由 master_seed 派生 seed_tree,由 seed_tree 派生 permutation,secret 经 permutation 置换。
master_seed -> seed_tree -> permutation, secret -> permutated_secret
如果知道 master_seed , 则问题易解。
master_seed 是长度为5的随机字符串,需要爆破 $2^{40}$ 次,难以爆破。
但我们有 $2^{17}$ 组数据,则实际的时间复杂度约为 $O(2^{23})$ ,可以爆破。
master_seed 生成 seed_tree, 可用于校验爆破是否正确。
seed_len = 5
N = 8
merkle_proof_indexes = {
0 : [2,4,8],
1 : [2,4,7],
2 : [2,3,10],
3 : [2,3,9],
4 : [1,6,12],
5 : [1,6,11],
6 : [1,5,14],
7 : [1,5,13]
}
pss_data = open("pss_data", "rb").read()
def parse_single(base):
hidden_party = pss_data[base + 3*seed_len]
idx = merkle_proof_indexes[hidden_party]
known_seed = [pss_data[base + i*seed_len: base + (i+1)*seed_len] for i in range(3)]
permutated_secret = pss_data[base + 3*seed_len + 1: base + 3*seed_len + 1 + 8]
return known_seed, idx, permutated_secret
def parse_data():
known_seeds = {i:set() for i in range(3)}
for i in range(2 ** 17):
base = i * (3*seed_len + 1 + 8)
known_seed, idx, _ = parse_single(base)
known_seeds[idx[0]].add(known_seed[0])
return known_seeds
known_seeds = parse_data()
import os
from hashlib import sha256
def cascade_hash(msg, cnt, digest_len):
assert digest_len <= 32
msg = msg * 10
for _ in range(cnt):
msg = sha256(msg).digest()
return msg[:digest_len]
def seed_tree_gen(master_seed):
seed_tree = [None] * (2*N - 1)
seed_tree[0] = master_seed
for i in range(N-1):
h = cascade_hash(seed_tree[i], 123, 2 * seed_len)
seed_tree[2*i+1], seed_tree[2*i+2] = h[:seed_len], h[seed_len:]
return seed_tree
def check(master_seed, seed):
base = pss_data.index(seed)
known_seed, idx, _ = parse_single(base)
seed_tree = seed_tree_gen(master_seed)
return [seed_tree[idx[i]] == known_seed[i] for i in range(len(idx))] == [True, True, True]
def crack():
master_seed = os.urandom(seed_len)
h = cascade_hash(master_seed, 123, 2 * seed_len)

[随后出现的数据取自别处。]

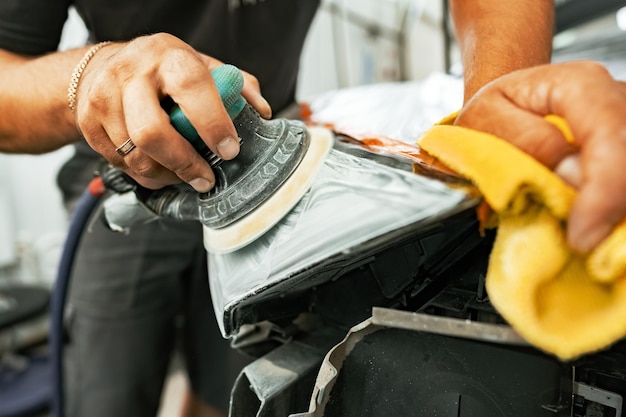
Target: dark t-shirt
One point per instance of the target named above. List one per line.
(263, 37)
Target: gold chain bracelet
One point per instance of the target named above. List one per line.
(78, 72)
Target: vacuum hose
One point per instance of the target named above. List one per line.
(88, 201)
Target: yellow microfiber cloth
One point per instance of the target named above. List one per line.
(562, 302)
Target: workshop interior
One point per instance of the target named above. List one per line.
(346, 308)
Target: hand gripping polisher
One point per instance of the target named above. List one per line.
(276, 165)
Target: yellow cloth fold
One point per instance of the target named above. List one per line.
(559, 301)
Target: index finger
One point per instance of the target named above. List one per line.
(150, 129)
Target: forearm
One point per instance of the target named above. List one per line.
(34, 113)
(500, 36)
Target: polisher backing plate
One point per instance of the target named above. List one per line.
(265, 216)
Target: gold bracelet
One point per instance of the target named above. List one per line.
(78, 72)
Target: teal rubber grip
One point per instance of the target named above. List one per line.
(229, 82)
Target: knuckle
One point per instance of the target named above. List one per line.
(143, 166)
(145, 135)
(594, 69)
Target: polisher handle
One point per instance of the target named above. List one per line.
(229, 82)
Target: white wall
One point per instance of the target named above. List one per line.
(355, 42)
(33, 221)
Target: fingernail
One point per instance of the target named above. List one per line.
(267, 110)
(228, 148)
(201, 185)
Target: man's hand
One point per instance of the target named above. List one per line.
(594, 105)
(119, 97)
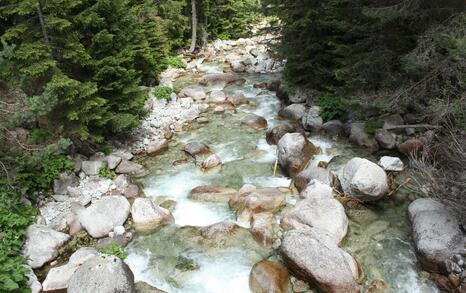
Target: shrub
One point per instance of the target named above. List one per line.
(115, 250)
(163, 92)
(332, 107)
(175, 62)
(105, 172)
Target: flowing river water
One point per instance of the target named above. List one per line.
(175, 259)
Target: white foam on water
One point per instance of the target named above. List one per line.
(193, 213)
(268, 181)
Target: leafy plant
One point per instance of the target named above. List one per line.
(331, 107)
(175, 62)
(115, 250)
(163, 92)
(105, 172)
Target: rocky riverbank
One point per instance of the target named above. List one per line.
(296, 235)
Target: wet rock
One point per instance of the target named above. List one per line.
(143, 287)
(58, 277)
(217, 97)
(294, 151)
(157, 147)
(255, 121)
(195, 92)
(267, 276)
(312, 121)
(333, 127)
(262, 228)
(42, 244)
(314, 257)
(92, 167)
(60, 185)
(237, 99)
(212, 193)
(132, 168)
(364, 180)
(147, 216)
(210, 162)
(55, 215)
(392, 164)
(257, 201)
(293, 112)
(436, 233)
(274, 134)
(218, 78)
(98, 221)
(307, 175)
(360, 137)
(103, 274)
(385, 139)
(411, 147)
(196, 148)
(326, 214)
(316, 189)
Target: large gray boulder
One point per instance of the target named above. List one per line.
(60, 185)
(103, 274)
(436, 233)
(293, 112)
(325, 214)
(58, 277)
(364, 180)
(104, 214)
(147, 215)
(42, 244)
(307, 175)
(316, 258)
(294, 151)
(312, 121)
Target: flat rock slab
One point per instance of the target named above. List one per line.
(42, 244)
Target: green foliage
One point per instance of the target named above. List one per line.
(15, 217)
(115, 250)
(331, 107)
(175, 62)
(105, 172)
(37, 172)
(372, 125)
(163, 92)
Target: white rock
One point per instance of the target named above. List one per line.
(42, 244)
(103, 215)
(393, 164)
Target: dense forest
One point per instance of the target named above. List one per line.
(76, 74)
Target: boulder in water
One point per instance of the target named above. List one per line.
(316, 258)
(364, 180)
(436, 233)
(294, 151)
(255, 121)
(267, 276)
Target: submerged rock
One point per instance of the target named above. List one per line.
(147, 216)
(307, 175)
(267, 276)
(436, 233)
(104, 214)
(42, 244)
(364, 180)
(314, 257)
(255, 121)
(294, 151)
(275, 133)
(103, 274)
(212, 193)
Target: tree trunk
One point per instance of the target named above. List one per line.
(194, 26)
(42, 22)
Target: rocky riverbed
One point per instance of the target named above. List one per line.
(235, 185)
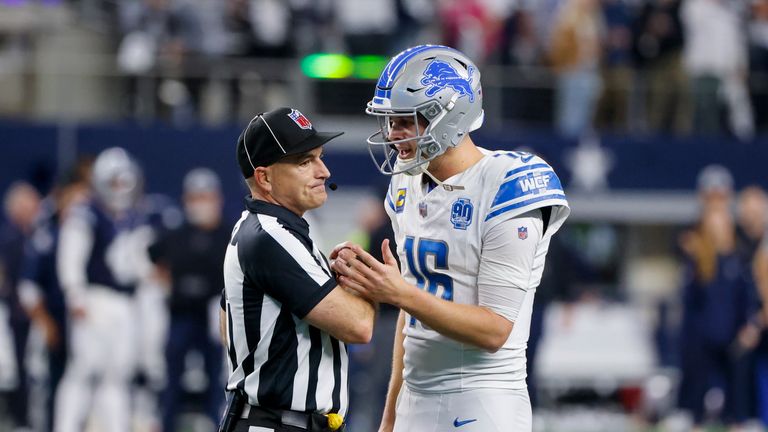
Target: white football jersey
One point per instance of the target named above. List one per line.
(441, 234)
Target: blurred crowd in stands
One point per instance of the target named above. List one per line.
(667, 66)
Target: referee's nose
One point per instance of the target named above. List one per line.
(323, 171)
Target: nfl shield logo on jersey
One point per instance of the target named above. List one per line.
(461, 213)
(300, 119)
(522, 233)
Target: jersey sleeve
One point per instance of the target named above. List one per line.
(287, 271)
(507, 261)
(524, 184)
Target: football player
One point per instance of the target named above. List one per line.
(472, 228)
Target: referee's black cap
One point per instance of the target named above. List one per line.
(275, 134)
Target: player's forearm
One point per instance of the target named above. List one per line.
(760, 272)
(396, 379)
(474, 325)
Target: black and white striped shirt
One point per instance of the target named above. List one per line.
(274, 275)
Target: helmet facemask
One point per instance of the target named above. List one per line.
(436, 83)
(383, 151)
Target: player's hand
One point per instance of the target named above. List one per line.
(339, 247)
(372, 279)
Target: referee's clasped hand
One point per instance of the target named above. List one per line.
(360, 272)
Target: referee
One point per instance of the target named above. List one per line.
(286, 319)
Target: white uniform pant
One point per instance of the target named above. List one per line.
(101, 364)
(479, 410)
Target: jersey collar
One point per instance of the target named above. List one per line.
(284, 215)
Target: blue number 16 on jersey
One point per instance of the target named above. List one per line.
(426, 278)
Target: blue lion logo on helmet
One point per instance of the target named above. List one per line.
(439, 75)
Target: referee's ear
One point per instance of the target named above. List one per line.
(261, 178)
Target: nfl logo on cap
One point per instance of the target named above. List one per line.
(300, 119)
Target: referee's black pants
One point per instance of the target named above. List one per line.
(260, 419)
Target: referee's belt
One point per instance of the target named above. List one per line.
(272, 418)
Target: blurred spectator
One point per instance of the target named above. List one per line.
(259, 28)
(575, 55)
(96, 267)
(191, 256)
(714, 186)
(658, 44)
(416, 23)
(715, 301)
(471, 27)
(39, 288)
(760, 271)
(368, 26)
(161, 34)
(716, 61)
(758, 60)
(522, 48)
(520, 43)
(617, 73)
(21, 205)
(565, 269)
(752, 218)
(155, 214)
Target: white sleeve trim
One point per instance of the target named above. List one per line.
(506, 263)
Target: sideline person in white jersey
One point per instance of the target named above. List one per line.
(472, 228)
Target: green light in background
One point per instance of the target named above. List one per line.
(327, 66)
(369, 66)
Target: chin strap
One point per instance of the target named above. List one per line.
(446, 186)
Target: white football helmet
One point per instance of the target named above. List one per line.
(442, 85)
(117, 179)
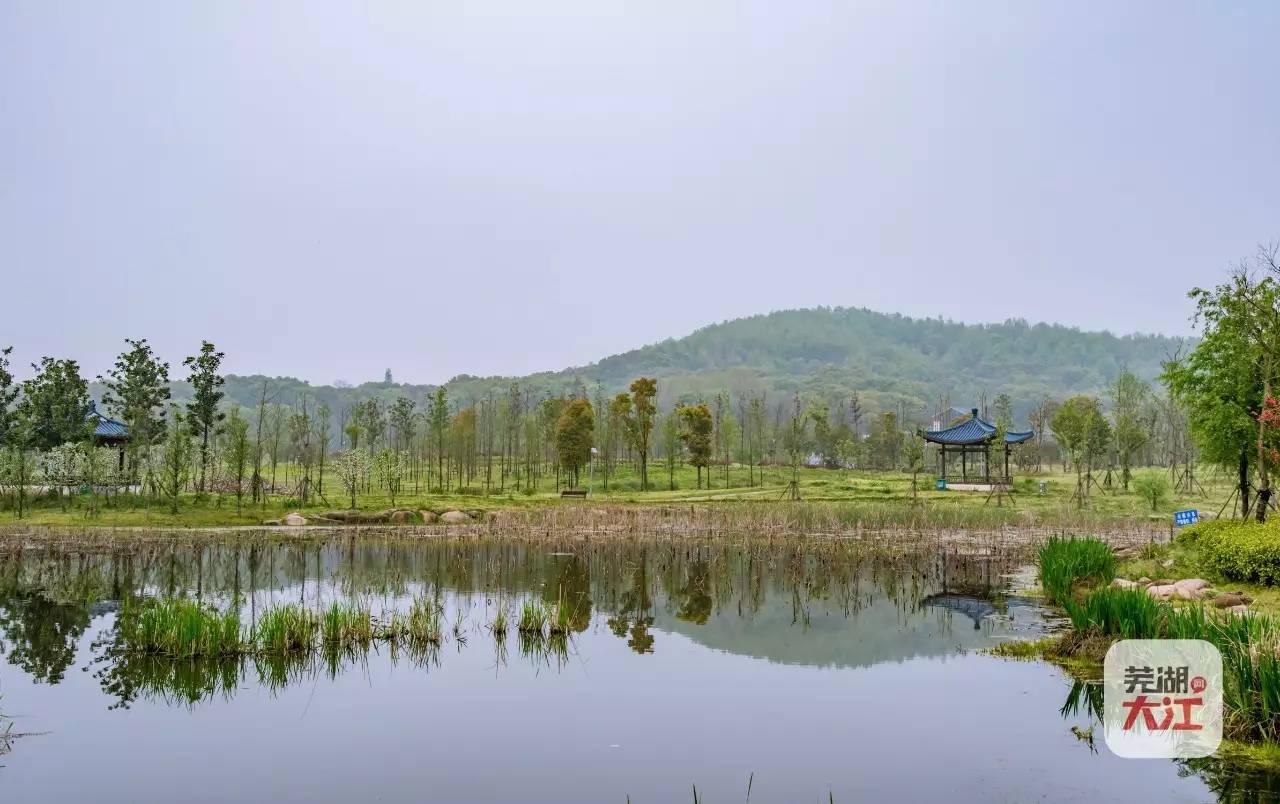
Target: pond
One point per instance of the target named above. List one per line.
(795, 670)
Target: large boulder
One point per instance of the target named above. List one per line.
(1230, 599)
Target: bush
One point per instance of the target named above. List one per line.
(1064, 562)
(1152, 487)
(1238, 549)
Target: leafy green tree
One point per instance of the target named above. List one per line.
(574, 433)
(174, 458)
(644, 391)
(671, 444)
(1083, 432)
(204, 414)
(8, 396)
(137, 388)
(55, 403)
(696, 435)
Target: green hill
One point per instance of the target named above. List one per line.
(826, 352)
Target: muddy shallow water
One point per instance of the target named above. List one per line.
(805, 671)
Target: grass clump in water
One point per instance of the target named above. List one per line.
(186, 629)
(1065, 562)
(287, 629)
(346, 625)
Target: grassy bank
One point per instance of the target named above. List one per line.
(886, 498)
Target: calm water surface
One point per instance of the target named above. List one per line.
(810, 670)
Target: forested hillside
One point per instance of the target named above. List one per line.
(888, 360)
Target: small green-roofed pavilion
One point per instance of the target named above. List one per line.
(974, 437)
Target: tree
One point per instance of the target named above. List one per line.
(137, 388)
(237, 453)
(913, 458)
(696, 435)
(352, 467)
(671, 444)
(55, 403)
(1083, 432)
(176, 458)
(1132, 428)
(1224, 382)
(643, 393)
(574, 433)
(206, 394)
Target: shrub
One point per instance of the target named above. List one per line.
(1239, 549)
(1065, 562)
(1152, 487)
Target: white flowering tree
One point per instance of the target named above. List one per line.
(392, 465)
(352, 467)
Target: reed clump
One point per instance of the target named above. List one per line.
(181, 627)
(533, 617)
(287, 629)
(1065, 562)
(346, 625)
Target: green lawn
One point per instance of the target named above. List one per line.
(882, 490)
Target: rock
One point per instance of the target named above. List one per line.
(1191, 588)
(1232, 599)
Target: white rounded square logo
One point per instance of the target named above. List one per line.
(1162, 698)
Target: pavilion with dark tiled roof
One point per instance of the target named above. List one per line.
(108, 432)
(974, 437)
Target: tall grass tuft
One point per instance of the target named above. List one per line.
(533, 617)
(287, 629)
(346, 625)
(1065, 562)
(424, 622)
(182, 627)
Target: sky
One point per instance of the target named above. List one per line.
(327, 190)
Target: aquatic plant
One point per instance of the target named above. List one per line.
(346, 625)
(424, 622)
(1065, 562)
(533, 617)
(183, 627)
(287, 629)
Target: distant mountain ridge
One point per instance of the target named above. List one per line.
(826, 352)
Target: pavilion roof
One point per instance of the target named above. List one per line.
(974, 430)
(105, 426)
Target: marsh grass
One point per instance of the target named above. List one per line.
(1065, 562)
(346, 625)
(183, 629)
(533, 617)
(287, 629)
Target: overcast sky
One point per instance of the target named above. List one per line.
(327, 190)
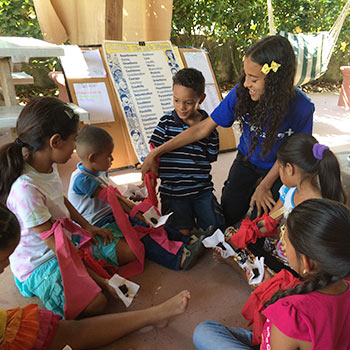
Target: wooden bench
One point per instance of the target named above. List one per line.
(9, 115)
(22, 78)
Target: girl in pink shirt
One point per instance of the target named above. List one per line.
(316, 313)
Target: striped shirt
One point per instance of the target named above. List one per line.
(186, 170)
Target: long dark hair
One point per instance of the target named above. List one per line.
(320, 230)
(298, 149)
(9, 228)
(40, 119)
(278, 91)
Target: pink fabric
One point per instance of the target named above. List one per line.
(108, 194)
(74, 275)
(318, 318)
(161, 237)
(249, 232)
(134, 234)
(255, 303)
(150, 181)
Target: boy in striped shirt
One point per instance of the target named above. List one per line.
(186, 188)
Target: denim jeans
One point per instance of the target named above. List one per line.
(211, 335)
(200, 210)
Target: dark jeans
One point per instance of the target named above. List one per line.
(240, 186)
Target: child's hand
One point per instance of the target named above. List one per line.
(106, 234)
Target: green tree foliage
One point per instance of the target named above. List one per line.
(212, 23)
(18, 19)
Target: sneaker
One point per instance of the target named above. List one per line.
(193, 252)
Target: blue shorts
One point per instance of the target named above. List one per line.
(45, 283)
(108, 252)
(198, 210)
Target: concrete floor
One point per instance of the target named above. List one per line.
(217, 292)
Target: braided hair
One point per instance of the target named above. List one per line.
(320, 230)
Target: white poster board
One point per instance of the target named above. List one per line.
(94, 98)
(142, 78)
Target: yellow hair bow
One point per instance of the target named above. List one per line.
(274, 66)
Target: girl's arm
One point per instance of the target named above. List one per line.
(262, 197)
(192, 134)
(275, 213)
(94, 230)
(279, 341)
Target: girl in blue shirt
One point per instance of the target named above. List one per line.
(268, 108)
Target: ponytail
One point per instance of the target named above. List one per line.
(11, 165)
(9, 228)
(41, 118)
(330, 177)
(319, 229)
(315, 160)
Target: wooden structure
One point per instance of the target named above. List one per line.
(86, 22)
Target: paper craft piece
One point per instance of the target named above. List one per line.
(154, 219)
(82, 64)
(125, 289)
(142, 78)
(134, 191)
(94, 98)
(255, 266)
(256, 270)
(212, 99)
(162, 220)
(217, 239)
(94, 62)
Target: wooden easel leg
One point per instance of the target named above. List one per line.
(8, 88)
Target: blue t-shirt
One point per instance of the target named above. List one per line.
(298, 119)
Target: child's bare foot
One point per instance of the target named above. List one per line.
(172, 307)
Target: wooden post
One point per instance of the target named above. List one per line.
(114, 20)
(6, 82)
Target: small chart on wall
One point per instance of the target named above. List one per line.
(142, 77)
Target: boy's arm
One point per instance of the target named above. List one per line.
(94, 230)
(276, 213)
(50, 242)
(192, 134)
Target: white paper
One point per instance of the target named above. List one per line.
(94, 98)
(116, 281)
(154, 219)
(162, 220)
(258, 264)
(142, 77)
(216, 238)
(82, 64)
(199, 61)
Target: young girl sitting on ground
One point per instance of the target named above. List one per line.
(95, 147)
(31, 187)
(307, 170)
(36, 329)
(315, 313)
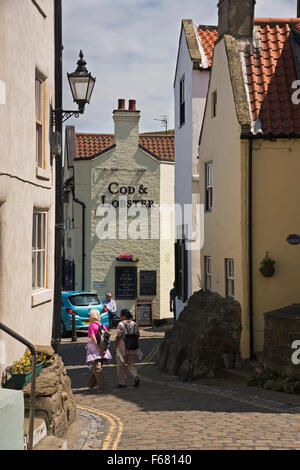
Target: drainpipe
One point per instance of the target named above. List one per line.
(58, 179)
(250, 242)
(83, 236)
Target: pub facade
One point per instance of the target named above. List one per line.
(119, 218)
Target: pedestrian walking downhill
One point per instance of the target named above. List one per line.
(96, 355)
(126, 348)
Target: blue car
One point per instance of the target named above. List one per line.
(80, 303)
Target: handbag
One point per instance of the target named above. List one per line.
(131, 339)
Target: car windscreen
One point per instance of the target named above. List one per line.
(84, 300)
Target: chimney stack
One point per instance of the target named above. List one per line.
(132, 105)
(127, 124)
(236, 18)
(121, 104)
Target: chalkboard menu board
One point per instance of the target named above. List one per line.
(148, 283)
(126, 283)
(144, 312)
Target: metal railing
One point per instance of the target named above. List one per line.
(32, 349)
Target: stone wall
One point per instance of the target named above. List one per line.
(282, 328)
(54, 394)
(194, 347)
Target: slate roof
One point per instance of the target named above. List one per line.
(160, 146)
(270, 72)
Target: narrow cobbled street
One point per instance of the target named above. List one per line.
(166, 414)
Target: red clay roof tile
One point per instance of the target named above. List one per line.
(159, 145)
(270, 74)
(208, 36)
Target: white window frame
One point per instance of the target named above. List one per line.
(39, 250)
(229, 266)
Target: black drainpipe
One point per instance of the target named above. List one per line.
(250, 241)
(83, 236)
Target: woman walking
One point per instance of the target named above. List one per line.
(95, 356)
(122, 348)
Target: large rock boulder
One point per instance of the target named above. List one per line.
(193, 348)
(54, 395)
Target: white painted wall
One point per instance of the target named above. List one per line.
(186, 145)
(27, 44)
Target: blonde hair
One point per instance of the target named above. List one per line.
(94, 314)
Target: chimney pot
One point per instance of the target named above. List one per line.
(236, 18)
(121, 104)
(132, 105)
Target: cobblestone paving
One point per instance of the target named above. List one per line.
(168, 415)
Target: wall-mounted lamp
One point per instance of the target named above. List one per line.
(82, 85)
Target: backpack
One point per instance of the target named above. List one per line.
(102, 337)
(131, 340)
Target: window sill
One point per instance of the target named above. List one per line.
(41, 296)
(42, 173)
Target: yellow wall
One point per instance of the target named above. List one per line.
(276, 202)
(224, 228)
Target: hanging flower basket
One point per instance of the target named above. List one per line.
(127, 258)
(21, 371)
(267, 268)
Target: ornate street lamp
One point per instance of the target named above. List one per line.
(82, 85)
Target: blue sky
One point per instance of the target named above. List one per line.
(131, 47)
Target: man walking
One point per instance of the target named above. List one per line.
(111, 306)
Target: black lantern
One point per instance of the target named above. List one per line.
(82, 84)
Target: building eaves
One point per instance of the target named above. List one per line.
(238, 83)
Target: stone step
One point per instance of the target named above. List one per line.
(52, 443)
(39, 433)
(237, 375)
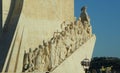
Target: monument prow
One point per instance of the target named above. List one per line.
(48, 39)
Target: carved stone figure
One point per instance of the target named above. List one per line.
(53, 52)
(84, 16)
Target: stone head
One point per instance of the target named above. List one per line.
(83, 8)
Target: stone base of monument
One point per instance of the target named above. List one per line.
(72, 64)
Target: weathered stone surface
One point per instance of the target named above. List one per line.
(40, 44)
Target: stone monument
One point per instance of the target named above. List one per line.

h1, h2 = h[:seed_len], h[seed_len:]
seed1 = None
if h1 in known_seeds[1]:
seed1 = h1
if h2 in known_seeds[2]:
seed1 = h2
if seed1 is not None:
if check(master_seed, seed1):
# print("master_seed:", master_seed, flush=True)
return master_seed, seed1
from tqdm.auto import tqdm
import sys
import multiprocessing
def crack_(_):
return crack()
ncpus = multiprocessing.cpu_count()
pool = multiprocessing.Pool(processes=ncpus-1)
iter_pool = pool.imap(crack_, range(2**23), chunksize=2*ncpus)
s = None
iter_tqdm = tqdm(iter_pool, total=2**23)
for r in iter_tqdm:
if r is not None:
iter_tqdm.close()
print("Found, exiting brute.", flush=True)
print("master_seed:", r[0], flush=True)
pool.close()
pool.terminate()
s = r
break
6%| | 531849/8388608 [00:19<04:46, 27429.81it/s]
Found, exiting brute.
master_seed: b'{\x7f\x08\xd7H'
def seed2flag(master_seed, seed1):
def seed_to_permutation(seed):
permutation = ''
msg = seed + b"_shuffle"
while len(permutation) < 16:
msg = cascade_hash(msg, 777, 32)
msg_hex = msg.hex()
for c in msg_hex:
if c not in permutation:
permutation += c
return permutation
def recover_permutation(seed_tree, secret_list):
for i in range(N-1, -1, -1):
permutation = seed_to_permutation(seed_tree[i + N - 1])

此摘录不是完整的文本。